On Tue, 2014-12-16 at 06:04 +0000, Al Viro wrote:
> On Tue, Dec 16, 2014 at 04:48:58AM +0000, Nicholas A. Bellinger wrote:
>
> > In practice this has not been an issue because iscsit_do_tx_data()
> > is only used for transferring 48 byte headers + 4 byte digests,
> > along with seldom used control payloads from NOPIN + TEXT_RSP +
> > REJECT with less than 32k of data. Nor has it been occuring with
> > iscsit_do_rx_data() because MSG_WAITALL won't return to caller
> > until the requested transfer length is reached, or an error has
> > occured.
> >
> > So following Al's audit of iovec consumers, go ahead and fail
> > the connection on short writes/reads for now, and remove the
> > bogus logic.
>
> Umm... This won't apply anymore. For one thing, rscvmsg path in mainline
> doesn't use kernel_recvmsg() - not since
> commit e5a4b0bb803b39a36478451eae53a880d2663d5b
> Author: Al Viro <[email protected]>
> Date: Mon Nov 24 18:17:55 2014 -0500
>
> switch memcpy_to_msg() and skb_copy{,_and_csum}_datagram_msg() to primitives
>
> That code has already become
> memset(&msg, 0, sizeof(struct msghdr));
> iov_iter_kvec(&msg.msg_iter, READ | ITER_KVEC,
> count->iov, count->iov_count, data);
>
> while (total_rx < data) {
> rx_loop = sock_recvmsg(conn->sock, &msg,
> (data - total_rx), MSG_WAITALL);
> if (rx_loop <= 0) {
> pr_debug("rx_loop: %d total_rx: %d\n",
> rx_loop, total_rx);
> return rx_loop;
> }
> total_rx += rx_loop;
> pr_debug("rx_loop: %d, total_rx: %d, data: %d\n",
> rx_loop, total_rx, data);
> }
>
> with short reads dealt with just fine - we set ->msg_iter once and each
> call of sock_recvmsg() (which doesn't need set_fs() anymore) advances
> it for the amount actually received.
Ah, didn't realize this was already merged. Dropping this part now.

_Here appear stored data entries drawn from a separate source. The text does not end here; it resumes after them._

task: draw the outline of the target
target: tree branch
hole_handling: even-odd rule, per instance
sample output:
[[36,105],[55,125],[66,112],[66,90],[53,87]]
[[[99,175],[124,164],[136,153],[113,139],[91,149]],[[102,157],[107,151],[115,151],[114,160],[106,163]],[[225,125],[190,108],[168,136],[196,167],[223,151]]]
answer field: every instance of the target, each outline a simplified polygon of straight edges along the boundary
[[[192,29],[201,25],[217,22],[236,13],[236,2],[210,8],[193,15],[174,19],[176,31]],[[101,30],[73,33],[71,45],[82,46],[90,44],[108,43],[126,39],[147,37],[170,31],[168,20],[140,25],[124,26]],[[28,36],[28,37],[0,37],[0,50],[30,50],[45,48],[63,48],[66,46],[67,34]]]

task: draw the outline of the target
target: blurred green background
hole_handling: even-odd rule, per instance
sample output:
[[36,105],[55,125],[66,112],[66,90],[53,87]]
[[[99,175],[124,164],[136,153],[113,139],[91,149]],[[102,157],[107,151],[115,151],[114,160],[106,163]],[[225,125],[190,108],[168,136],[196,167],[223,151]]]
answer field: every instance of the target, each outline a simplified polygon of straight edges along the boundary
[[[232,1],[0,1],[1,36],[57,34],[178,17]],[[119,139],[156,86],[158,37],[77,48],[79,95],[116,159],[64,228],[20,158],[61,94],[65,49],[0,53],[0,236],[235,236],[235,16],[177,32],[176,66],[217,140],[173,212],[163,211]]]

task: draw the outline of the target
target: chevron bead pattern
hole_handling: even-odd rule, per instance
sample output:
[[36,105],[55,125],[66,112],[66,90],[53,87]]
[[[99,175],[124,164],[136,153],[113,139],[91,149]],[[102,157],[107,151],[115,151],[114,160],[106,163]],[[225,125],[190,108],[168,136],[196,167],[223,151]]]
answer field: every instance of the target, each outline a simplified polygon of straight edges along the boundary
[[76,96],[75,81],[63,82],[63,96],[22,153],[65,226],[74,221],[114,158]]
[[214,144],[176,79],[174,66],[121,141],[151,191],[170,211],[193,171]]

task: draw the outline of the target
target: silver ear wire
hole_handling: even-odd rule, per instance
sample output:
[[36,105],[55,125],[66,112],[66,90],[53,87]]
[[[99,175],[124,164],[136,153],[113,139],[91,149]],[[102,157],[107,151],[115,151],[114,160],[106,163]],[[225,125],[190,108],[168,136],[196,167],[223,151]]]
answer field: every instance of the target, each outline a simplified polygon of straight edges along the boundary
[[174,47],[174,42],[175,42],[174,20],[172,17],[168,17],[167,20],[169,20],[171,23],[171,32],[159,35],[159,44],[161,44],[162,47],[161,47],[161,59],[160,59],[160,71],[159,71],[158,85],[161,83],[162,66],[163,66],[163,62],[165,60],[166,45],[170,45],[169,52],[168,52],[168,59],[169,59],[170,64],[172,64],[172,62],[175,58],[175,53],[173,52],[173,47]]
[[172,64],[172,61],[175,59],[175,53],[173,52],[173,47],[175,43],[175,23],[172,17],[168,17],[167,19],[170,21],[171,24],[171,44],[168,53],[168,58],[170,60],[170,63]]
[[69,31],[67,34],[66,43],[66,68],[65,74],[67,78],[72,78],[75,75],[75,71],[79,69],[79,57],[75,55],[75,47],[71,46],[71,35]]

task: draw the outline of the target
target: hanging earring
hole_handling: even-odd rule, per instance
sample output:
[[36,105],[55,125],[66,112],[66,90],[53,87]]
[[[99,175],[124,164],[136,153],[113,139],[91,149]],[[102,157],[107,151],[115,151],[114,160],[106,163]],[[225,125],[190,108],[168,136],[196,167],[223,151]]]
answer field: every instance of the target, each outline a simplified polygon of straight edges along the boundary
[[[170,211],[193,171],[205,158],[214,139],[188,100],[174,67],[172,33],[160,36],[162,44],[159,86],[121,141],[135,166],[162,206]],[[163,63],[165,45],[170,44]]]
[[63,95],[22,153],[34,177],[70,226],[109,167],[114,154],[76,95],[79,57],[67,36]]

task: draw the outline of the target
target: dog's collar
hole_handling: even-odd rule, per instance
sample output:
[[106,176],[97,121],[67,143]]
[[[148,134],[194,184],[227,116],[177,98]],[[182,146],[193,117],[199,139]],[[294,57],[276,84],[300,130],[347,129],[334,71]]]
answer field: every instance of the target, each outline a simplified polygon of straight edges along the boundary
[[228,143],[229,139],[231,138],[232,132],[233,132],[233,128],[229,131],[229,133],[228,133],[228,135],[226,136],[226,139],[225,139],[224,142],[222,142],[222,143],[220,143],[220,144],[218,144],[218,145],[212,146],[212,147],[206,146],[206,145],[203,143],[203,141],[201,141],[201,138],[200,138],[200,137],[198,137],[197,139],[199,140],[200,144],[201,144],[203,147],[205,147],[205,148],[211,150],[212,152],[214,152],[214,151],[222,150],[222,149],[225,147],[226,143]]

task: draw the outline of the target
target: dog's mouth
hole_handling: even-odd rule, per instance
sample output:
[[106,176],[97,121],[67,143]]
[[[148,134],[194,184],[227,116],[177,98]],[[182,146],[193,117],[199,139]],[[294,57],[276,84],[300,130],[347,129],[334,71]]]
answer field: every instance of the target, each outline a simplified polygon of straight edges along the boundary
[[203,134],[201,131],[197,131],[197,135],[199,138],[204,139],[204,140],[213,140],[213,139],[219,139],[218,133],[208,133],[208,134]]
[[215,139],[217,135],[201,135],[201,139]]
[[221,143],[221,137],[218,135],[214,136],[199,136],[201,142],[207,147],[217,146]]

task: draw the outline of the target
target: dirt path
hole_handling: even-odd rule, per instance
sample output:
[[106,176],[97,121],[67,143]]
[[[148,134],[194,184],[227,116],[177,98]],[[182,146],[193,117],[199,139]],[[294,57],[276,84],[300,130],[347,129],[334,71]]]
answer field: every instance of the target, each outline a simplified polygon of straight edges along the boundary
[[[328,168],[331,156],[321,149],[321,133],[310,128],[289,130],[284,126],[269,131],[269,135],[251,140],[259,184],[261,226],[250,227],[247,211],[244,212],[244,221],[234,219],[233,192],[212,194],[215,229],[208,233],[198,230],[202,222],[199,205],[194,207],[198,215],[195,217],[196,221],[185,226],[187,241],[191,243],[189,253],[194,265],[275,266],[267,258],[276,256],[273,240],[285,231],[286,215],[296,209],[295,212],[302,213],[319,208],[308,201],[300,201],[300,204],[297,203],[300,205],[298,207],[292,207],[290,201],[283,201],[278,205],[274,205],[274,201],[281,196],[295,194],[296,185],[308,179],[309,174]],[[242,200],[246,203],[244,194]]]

Thanks for getting this addressed in -rc1 code btw. ;)
>
> sendmsg() side is trivially dealt with in the same fashion. I haven't
> pushed that into vfs#iov_iter-net yet, but as soon as the davem opens
> net-next I'll be posting the sendmsg part of the series for review and
> this will go there as well.
Your planning to push the iscsit_do_tx_data() changes post -rc1,
right..?
> FWIW, right now it looks thus:
>
> iov_iter_kvec(&msg.msg_iter, WRITE | ITER_KVEC,
> count->iov, count->iov_count, data);
> while (msg_data_left(&msg)) {
> tx_loop = sock_sendmsg(conn->sock, &msg);
> if (tx_loop <= 0) {
> pr_debug("tx_loop: %d total_tx %d\n",
> tx_loop, total_tx);
> return tx_loop;
> }
> total_tx += tx_loop;
> pr_debug("tx_loop: %d, total_tx: %d, data: %d\n",
> tx_loop, total_tx, data);
> }
>
> (msg_data_left(msg) == iov_iter_count(&msg->msg_iter) and sock_sendmsg()
> has lost the third argument - it was always equal to msg_data_left(msg)).
>
> iovec is never drained, ->msg_iter is always advanced by the amount actually
> sent. Makes (ex-)users of kernel_sendmsg()/kernel_recvmsg() much simpler
> and trivial way of handling short writes/reads becomes correct...
> --
So what do you want to do for the existing (potential) bug in
iscsit_do_tx_data()?
Do you prefer the tx change goes via target-pending for <= -rc1 +
stable, ahead of your proper sendmsg series for -rc2 code..?
--nab